We made it. It was a long tough day, but we made it. The boys slept all the way home, too bad I couldn't have planned that nap during the Agape shift. We did eat mediocre cheeseburgers and chicken nuggets at "MacEpi" - Haiti's attempt at fast food. The boys loved it. We also shopped at Megamart - the new Haitian attempt at Sam's club. I have to admit something - I resorted to a terrible parenting mistake while there...
I bribed the boys to behave by promising to purchase toys for them. I am weak, I know it.
It worked, though. And we got sweet squirt guns and a flying helicopter.
The store was swarming with a group of UN soldiers from Sri Lanka, who - as usual - have a strange obsession with taking pictures of my youngest son.

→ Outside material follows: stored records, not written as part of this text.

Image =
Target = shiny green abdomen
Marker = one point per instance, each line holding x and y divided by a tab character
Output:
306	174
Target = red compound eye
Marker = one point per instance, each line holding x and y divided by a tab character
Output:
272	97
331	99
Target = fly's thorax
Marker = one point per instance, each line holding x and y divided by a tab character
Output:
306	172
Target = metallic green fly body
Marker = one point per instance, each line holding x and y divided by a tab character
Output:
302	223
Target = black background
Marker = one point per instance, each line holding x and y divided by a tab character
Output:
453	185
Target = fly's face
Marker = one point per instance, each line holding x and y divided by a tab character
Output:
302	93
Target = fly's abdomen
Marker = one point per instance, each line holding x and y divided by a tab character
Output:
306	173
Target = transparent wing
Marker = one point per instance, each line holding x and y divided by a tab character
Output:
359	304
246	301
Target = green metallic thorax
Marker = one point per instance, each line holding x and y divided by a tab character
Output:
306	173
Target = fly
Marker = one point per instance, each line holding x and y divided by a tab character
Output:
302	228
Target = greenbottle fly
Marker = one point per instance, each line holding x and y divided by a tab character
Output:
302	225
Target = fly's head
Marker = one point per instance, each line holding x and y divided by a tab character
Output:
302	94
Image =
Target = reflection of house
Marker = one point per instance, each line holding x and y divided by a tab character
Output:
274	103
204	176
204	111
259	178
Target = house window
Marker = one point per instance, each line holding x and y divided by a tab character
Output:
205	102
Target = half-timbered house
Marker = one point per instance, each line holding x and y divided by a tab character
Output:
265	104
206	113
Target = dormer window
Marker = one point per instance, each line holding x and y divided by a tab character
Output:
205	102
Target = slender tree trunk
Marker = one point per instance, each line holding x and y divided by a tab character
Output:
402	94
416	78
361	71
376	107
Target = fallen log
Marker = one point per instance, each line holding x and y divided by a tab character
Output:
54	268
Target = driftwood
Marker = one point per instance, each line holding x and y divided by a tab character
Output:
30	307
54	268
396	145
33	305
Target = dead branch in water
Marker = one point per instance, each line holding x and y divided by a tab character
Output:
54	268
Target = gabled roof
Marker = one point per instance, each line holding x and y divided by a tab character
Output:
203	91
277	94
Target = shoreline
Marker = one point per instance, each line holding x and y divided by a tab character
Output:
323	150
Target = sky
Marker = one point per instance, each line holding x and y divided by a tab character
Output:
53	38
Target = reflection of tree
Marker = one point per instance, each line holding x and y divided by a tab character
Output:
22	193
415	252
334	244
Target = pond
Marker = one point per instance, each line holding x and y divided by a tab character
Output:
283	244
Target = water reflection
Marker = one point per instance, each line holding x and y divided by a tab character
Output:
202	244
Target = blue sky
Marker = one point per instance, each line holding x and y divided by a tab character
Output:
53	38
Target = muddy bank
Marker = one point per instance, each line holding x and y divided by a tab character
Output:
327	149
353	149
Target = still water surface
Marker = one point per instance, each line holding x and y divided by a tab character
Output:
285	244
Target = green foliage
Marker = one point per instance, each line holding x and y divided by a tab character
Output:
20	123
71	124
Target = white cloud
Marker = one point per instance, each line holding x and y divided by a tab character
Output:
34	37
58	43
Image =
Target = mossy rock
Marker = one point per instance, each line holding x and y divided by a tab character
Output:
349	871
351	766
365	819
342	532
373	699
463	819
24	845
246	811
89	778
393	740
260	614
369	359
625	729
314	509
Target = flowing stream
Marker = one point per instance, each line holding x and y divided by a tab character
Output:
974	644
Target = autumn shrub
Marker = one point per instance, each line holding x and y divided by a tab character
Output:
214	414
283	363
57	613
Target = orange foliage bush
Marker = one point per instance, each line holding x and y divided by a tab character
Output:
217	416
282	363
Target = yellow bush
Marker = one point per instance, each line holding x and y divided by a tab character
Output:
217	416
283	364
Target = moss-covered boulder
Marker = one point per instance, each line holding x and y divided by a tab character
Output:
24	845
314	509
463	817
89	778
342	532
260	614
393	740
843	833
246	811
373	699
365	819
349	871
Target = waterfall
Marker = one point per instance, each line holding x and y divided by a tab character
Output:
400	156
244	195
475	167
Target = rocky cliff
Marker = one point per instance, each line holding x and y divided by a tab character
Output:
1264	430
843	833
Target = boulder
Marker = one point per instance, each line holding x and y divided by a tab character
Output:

They all want to pose with the small white person and squeeze his cheeks. I tried to smile and be accommodating (some of them had machine guns, after all), but that gets really annoying. Noah agrees. During the third or fourth pose, he melted down and told them loudly "NO MERCI". He apparently thinks all foreigners speak Creole. I had to laugh.
When we drive up and down Delmas, the main commercial "strip" of road in Port-Au-Prince, there are always multitudes of street vendors approaching the truck windows pushing their wares (phone cards, water and pop bottles, fried foods) and many young children begging for handouts. Isaac and Noah both sit with arms crossed and say through the closed windows "no merci" over and over again.
Gotta go, it's time for a squirt gun fight.